Notes on other expanded paintings
By Rodolfo Biscia

To describe Karina Peisajovich’s recent work solely along the lines of its tendency toward the immaterial would be misleading: on what do we base the certainty that light is necessarily the antipode of matter? In this case, the issue at hand is painting with light, literally. By way of a conscious substitution, projection replaces brushstroke, and light –in its full chromatic range- replaces oils or pigments; contours and images are defined by a precise dialectic between light and shadow in an essentially amorphous territory of pure luminosity.

While the result may well suggest a certain supernatural character, we soon realize that this light does not fall neutral and immaculate from celestial heights or another unknown origin; on the contrary, it emanates from the floor, with a presence that is far less Olympic than terrestrial, finally revealing a certain inborn turbidity, a somewhat aqueous, dirty quality to it. It is in this intermediate zone, between the light source and the surface that receives its projected beams (the wall, transformed into canvas or screen), where the magic that Peisajovich conjures up like a wise régisseur appears. Extremely thin, subtle objects –suspended cut-out paper shapes- intervene in this medium, they may be tiny, but they bring about dramatic consequences: they bear witness to the unsuspected effects brought on by minimal disturbances to light. Indifferent to the discretion of the aesthete, the works do not deny, the natural inclusion of the devices that make them possible.

By way of procedures that demand precision and rigor (truly an optique de précision, to use Duchamp’s expression) we presence an inversion of traditional representation’s process of mimesis; the work’s unfolding into three dimensionality becomes skewed and problematic. In the architectural three-dimensional space, two-dimensional representations that contradict and falsify it are reconstructed. Fictitious and “real” perspectives become confused. In this manner, these objects are born out of an alliance of friction between the real and the virtual that becomes an unstable, fragile synthesis between contradictions; the viewer witnesses the configuration of problematic objects: a form that is effectively painted on the wall’s surface acts as the shadow for a form that paradoxically originates in a real shadow. Nonetheless, it is not merely an illusory effect that is pursued in this way; through the use of this artifice other vanishing points are set loose, and a perceptual space which is not submissive to those laws that endorse a rigorous distinction between reality and representation is created.

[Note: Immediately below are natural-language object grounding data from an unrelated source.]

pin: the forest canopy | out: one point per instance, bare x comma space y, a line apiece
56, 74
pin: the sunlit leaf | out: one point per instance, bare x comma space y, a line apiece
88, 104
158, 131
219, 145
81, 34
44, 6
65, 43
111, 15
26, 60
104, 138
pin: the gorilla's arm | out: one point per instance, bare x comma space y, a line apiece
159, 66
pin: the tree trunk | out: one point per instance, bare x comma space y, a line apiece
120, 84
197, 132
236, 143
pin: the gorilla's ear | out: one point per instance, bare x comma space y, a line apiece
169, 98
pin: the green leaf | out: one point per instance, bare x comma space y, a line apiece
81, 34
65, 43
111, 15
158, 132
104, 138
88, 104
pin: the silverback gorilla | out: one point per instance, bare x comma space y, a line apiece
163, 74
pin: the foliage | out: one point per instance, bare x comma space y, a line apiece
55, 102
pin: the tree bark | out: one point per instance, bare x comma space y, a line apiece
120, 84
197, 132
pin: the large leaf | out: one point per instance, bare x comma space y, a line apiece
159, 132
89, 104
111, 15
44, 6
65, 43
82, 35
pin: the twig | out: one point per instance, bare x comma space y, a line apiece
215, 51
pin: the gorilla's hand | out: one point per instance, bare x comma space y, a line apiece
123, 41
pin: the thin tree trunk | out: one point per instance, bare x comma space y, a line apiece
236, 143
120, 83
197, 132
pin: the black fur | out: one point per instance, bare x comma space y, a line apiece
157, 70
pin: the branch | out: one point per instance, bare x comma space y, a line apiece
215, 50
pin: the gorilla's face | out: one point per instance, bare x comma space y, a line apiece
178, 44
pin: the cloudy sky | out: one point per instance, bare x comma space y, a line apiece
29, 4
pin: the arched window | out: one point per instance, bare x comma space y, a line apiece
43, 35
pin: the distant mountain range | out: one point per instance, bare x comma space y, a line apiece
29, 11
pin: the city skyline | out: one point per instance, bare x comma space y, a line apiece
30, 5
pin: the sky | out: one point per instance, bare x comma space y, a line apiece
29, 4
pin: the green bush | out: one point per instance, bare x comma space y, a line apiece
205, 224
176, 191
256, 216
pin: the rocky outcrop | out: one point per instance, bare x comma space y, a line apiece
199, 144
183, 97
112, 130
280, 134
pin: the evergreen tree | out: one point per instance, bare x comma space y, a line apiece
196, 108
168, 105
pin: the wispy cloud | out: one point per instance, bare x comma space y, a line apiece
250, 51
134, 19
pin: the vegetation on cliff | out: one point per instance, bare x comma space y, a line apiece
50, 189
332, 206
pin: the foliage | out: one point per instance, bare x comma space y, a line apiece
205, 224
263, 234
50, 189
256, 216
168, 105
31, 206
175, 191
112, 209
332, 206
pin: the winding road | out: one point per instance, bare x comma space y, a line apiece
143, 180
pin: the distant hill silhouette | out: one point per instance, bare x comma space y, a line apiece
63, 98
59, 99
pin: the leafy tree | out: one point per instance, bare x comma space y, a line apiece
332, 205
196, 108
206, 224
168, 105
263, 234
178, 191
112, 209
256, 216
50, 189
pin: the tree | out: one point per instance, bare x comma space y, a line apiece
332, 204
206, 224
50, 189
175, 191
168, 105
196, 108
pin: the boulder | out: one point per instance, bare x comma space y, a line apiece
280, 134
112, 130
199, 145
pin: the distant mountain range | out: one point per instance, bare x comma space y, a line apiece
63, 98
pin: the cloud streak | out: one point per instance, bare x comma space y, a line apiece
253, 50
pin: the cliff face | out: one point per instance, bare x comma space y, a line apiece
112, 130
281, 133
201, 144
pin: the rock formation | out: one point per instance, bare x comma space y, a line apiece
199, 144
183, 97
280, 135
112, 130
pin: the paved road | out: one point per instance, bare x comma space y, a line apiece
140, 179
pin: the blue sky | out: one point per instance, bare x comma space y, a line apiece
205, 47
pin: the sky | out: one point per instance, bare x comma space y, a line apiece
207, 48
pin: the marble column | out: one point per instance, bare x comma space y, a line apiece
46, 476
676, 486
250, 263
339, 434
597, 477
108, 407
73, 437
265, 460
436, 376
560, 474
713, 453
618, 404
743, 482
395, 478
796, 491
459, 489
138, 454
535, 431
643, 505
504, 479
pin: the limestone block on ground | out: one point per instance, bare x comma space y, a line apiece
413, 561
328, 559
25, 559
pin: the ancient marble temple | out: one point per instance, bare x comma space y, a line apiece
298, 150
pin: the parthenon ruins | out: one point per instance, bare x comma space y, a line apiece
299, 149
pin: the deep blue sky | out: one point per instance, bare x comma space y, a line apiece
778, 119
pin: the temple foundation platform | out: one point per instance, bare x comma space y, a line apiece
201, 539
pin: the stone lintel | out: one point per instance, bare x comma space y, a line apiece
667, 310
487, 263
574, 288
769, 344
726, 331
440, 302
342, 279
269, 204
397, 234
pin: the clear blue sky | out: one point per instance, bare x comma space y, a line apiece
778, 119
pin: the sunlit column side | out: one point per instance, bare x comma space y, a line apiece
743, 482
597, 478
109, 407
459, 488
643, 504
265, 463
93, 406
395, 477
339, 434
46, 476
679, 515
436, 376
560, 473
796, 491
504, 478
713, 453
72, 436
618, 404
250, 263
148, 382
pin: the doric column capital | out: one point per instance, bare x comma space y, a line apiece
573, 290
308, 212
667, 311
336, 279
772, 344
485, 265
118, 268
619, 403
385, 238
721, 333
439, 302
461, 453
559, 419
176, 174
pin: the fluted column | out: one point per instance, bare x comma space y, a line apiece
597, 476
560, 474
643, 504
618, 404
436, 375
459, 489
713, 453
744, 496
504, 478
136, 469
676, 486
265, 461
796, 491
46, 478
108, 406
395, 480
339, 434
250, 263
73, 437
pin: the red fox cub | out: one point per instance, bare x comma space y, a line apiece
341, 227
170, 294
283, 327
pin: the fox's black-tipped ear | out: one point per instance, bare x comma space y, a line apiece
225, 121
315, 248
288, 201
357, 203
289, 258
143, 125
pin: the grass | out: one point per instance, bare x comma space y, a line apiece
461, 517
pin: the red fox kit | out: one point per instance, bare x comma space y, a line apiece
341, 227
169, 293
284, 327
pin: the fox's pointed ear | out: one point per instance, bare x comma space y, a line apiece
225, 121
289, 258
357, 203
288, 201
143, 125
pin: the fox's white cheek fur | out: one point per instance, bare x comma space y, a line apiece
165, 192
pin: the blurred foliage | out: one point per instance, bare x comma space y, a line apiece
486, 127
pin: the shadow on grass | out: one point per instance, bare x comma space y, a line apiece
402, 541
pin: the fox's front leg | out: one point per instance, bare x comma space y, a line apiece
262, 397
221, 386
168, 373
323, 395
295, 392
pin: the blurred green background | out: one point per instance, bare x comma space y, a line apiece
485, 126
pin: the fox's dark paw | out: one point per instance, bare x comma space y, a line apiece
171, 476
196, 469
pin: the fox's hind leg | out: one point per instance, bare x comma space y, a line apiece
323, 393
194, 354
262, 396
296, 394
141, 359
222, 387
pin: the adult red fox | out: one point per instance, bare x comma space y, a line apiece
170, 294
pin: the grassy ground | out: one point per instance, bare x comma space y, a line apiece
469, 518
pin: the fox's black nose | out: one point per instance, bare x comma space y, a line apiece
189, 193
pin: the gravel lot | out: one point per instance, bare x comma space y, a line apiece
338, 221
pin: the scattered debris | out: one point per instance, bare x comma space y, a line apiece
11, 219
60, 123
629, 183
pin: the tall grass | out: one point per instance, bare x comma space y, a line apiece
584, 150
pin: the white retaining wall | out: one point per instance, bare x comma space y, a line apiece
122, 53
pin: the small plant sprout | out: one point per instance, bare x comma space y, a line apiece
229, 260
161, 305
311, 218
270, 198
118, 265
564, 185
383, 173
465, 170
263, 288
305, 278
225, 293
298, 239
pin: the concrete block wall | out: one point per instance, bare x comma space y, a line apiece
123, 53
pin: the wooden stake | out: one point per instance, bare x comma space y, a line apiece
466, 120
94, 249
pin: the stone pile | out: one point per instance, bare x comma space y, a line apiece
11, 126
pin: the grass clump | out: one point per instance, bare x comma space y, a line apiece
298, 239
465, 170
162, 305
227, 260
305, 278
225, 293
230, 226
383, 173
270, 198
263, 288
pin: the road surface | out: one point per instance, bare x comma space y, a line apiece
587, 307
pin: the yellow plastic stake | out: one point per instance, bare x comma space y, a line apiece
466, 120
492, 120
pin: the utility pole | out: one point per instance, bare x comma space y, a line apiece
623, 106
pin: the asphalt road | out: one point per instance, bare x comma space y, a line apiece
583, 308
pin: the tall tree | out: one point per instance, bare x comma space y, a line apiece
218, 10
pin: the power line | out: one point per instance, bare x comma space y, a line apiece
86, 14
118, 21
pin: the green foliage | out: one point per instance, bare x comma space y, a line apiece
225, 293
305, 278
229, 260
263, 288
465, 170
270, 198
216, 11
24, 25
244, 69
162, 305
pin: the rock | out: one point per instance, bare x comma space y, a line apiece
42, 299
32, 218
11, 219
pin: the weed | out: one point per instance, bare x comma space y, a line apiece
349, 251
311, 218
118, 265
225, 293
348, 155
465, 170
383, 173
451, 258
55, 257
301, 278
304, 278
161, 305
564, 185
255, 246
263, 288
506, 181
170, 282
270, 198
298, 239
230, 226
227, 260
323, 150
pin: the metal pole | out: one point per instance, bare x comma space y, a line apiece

The factor of time naturally becomes part of this conflict between dimensions: but here time does not function like a simple accessory or appendage; on the contrary, it is situated at the very heart of the work: it actually constitutes the images themselves, through delineated processes of acceleration and deceleration. The work happens, according to its own laws and sequences. In this experience through the course of time, Karina Peisajovich constructs her cosmos of light, her complex planetary systems edified with time-images; she rediscovers light’s habitual performative potential, by projecting it in subtle or emphatic gradations onto a space that is alternatively empty, overflowing, and back to uninhabited once again. This paradoxical materiality of light –because it remains impenetrable- is what her work is made of.